As I wrote just before Christmas ‘Data Security – It’s in the Name!’ We should perhaps be taking a fresh perspective on the problem. Protecting the DATA itself and less worrying about the actual environments that data exists in (networks/cables, computers/serves/PC’s, smart devices, datacenters/offices etc). Why? It’s actually about managing the risk of the loss of DATA availability, and this is an EDUCATIONAL issue more than a regulatory and legislative requirement. Risk management is an acceptance that there will be failures, and that is REAL WORLD.

Take for example:

1. The internet – It was designed to withstand nuclear impact! It is largely self-healing and can route around network failures or even whole geographical regional blackouts. If so much of the Internet goes down that it ceases to function then no EU strategy is going to help. Furthermore Cyber Terrorists are unlikely to see much gain in the digital equivalent of triggering an extinction event by killing the Internet!
2. Datacentres – Deigned for failure, or perhaps you should be re-evaluating your datacentre provider 😉
3. Computers – These are commodities today and with the exception of a few specialist systems, disposable with affordable options for data resilience through external backup storage media or cloud computing empowering even the most economically distressed with scalable backup. Or for the more paranoid both!
4. Smart Devices – It’s in the name. If they are doing their job they should be replicating core data and configuration settings to resilient external storage options which will allow a new device to be provisioned conveniently.
5. Data – Use of Information Rights management (similar or that used by the music Industry) encrypts data objects such as a digital document (Microsoft Office files) so they can only be read by those the creator has intended the document to be shared with. Theft of these files then becomes futile, remove the attraction, the threat is expunged. The same principles apply to an automated function of databases and exported record sets.
6. Digital Certificates – A means for individuals to identify themselves consistently so that access to Data can be reliably managed and TRUSTED.

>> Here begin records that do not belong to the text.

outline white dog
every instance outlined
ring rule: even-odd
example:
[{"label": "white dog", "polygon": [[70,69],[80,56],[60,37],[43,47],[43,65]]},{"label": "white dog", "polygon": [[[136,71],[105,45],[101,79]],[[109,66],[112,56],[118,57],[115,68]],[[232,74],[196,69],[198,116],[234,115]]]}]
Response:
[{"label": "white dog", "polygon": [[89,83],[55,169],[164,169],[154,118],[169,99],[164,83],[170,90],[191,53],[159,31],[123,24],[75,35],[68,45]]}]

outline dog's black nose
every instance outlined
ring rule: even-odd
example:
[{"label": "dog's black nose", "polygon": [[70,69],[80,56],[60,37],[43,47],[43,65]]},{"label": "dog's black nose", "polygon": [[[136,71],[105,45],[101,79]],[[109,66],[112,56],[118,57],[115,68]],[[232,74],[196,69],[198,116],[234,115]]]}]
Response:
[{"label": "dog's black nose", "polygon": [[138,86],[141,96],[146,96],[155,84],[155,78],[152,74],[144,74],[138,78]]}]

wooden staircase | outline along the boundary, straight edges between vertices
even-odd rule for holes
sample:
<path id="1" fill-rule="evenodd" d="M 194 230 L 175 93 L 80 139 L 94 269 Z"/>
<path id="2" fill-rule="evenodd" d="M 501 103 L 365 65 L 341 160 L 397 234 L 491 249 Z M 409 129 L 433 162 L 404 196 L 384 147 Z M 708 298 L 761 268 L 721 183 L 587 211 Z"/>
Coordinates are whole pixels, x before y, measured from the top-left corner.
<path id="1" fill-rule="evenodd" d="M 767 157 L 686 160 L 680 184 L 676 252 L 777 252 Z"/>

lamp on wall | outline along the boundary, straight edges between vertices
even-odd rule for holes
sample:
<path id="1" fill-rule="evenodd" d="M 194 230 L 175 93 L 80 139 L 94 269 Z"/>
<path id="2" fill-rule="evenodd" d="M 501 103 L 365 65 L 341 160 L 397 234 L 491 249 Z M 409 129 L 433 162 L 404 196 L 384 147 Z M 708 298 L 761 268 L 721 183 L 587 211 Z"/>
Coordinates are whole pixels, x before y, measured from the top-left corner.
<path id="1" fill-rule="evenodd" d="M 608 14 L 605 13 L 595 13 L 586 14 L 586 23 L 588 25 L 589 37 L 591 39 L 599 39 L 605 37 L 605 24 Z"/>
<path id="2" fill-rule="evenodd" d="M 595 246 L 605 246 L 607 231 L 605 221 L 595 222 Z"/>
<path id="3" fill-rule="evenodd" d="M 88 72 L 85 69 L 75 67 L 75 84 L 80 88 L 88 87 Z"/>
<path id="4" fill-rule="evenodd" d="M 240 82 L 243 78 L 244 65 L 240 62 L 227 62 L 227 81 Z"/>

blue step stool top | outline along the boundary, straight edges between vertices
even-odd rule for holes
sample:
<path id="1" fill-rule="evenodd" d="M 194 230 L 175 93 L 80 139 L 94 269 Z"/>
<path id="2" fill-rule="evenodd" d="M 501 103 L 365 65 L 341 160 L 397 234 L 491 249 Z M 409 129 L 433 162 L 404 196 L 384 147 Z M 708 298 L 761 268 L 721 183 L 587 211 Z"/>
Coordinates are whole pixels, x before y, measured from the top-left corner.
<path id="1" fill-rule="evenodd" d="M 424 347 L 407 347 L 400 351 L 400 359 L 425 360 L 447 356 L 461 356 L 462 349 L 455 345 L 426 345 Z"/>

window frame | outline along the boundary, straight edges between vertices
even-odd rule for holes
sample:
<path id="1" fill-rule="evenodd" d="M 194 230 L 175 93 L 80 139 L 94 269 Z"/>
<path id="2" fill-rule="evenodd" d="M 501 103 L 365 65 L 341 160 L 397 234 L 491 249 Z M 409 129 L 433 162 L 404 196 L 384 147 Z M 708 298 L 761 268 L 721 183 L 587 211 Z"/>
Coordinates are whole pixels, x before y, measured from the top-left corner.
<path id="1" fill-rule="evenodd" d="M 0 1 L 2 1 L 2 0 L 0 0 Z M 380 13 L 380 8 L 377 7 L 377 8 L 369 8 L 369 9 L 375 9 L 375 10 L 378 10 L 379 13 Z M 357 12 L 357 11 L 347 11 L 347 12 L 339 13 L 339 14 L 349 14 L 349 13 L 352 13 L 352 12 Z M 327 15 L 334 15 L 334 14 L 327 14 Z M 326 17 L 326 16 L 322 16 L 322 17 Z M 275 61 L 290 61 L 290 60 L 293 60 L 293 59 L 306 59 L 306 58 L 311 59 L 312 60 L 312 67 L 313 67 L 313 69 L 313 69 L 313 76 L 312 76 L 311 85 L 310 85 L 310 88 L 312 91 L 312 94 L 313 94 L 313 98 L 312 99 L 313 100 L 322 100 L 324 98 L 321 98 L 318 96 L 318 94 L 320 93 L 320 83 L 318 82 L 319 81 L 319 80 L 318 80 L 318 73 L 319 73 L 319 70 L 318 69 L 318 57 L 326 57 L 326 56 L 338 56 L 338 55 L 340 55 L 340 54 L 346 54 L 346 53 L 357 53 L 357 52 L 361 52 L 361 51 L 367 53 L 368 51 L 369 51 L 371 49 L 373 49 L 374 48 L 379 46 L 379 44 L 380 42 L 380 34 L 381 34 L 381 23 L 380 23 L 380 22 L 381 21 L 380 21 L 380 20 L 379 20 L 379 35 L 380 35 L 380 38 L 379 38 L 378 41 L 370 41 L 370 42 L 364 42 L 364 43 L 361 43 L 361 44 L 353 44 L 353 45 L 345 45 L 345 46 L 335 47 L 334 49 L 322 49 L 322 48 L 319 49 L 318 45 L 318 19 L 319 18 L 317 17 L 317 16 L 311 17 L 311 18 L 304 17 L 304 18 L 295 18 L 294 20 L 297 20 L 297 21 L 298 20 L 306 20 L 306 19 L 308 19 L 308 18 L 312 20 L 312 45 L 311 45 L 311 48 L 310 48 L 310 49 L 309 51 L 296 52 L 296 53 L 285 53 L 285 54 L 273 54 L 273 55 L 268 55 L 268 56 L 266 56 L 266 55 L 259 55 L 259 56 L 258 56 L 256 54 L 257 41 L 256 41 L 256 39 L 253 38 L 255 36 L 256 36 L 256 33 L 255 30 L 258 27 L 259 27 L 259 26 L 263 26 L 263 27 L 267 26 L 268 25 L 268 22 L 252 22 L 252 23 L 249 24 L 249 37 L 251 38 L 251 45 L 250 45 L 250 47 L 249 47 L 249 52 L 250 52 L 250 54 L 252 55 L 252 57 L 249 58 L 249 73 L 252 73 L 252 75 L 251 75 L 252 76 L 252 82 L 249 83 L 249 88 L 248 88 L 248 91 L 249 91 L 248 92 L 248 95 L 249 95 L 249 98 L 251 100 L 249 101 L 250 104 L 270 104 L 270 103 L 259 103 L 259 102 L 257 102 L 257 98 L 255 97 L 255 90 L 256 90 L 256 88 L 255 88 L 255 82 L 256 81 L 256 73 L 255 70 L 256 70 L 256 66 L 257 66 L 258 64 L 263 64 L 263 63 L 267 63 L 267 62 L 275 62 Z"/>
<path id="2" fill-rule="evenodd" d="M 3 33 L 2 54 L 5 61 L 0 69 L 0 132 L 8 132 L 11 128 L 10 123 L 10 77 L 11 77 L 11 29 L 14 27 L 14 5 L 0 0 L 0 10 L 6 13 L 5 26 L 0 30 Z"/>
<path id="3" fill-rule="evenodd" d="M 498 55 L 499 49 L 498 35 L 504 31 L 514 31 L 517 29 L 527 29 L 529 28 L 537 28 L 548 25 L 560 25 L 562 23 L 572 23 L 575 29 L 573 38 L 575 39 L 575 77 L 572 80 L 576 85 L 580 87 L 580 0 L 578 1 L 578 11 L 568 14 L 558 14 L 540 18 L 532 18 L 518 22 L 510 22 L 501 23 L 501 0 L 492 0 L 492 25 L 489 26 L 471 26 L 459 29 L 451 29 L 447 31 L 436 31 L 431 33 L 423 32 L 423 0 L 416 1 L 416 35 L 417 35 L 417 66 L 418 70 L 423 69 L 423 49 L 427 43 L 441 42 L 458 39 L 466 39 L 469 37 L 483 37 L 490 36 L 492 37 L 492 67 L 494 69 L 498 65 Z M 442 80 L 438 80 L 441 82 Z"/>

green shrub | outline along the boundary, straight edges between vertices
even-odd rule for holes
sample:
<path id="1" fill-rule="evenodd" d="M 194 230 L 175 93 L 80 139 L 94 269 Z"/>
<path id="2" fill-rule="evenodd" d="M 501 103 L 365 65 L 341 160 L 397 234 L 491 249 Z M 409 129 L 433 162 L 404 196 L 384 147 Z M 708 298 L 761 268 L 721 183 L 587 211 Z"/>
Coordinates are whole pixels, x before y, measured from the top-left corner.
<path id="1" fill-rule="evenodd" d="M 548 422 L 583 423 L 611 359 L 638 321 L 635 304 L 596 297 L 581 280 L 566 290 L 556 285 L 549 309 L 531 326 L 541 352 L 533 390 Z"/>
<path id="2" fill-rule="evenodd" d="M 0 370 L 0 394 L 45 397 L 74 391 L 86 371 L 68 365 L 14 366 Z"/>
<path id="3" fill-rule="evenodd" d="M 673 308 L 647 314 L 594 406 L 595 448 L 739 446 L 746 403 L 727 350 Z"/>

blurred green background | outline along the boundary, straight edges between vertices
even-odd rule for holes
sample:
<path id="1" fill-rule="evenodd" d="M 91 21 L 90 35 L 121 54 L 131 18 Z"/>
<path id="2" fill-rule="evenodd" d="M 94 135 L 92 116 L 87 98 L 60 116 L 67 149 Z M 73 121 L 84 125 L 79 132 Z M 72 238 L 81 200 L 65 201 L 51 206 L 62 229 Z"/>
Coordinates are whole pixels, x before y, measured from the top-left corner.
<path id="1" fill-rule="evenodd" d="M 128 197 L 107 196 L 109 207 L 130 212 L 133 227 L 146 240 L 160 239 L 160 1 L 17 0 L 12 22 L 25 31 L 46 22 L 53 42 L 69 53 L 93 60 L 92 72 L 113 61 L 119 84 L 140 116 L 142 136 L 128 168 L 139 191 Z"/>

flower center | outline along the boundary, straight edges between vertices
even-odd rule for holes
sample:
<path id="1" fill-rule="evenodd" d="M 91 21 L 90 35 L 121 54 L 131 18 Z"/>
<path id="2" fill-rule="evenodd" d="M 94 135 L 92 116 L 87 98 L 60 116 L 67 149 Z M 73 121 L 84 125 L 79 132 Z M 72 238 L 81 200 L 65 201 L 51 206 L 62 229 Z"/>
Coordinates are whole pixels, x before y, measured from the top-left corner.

The demands of society are actually on mandatory digital education and should be taught like learning how to tie up your shoe laces. To cover the following areas amongst others:

• Backup (and restore).
• Encryption.
• Digital Certificates.

At the moment society is learning by osmosis and Urban Myth. Times have changed, so must needs, and the EU Cybersecurity plan may have a place at a National response level but quite possibly there are more practical and immediate means of addressing needs further down the social hierarchy that will not have the cost burden on Small Medium Enterprises (SME’s) that the current strategy would impose.

Remove the ease with which data can be breached and the requirement for security and data breach notification regimes start to look somewhat dated controls.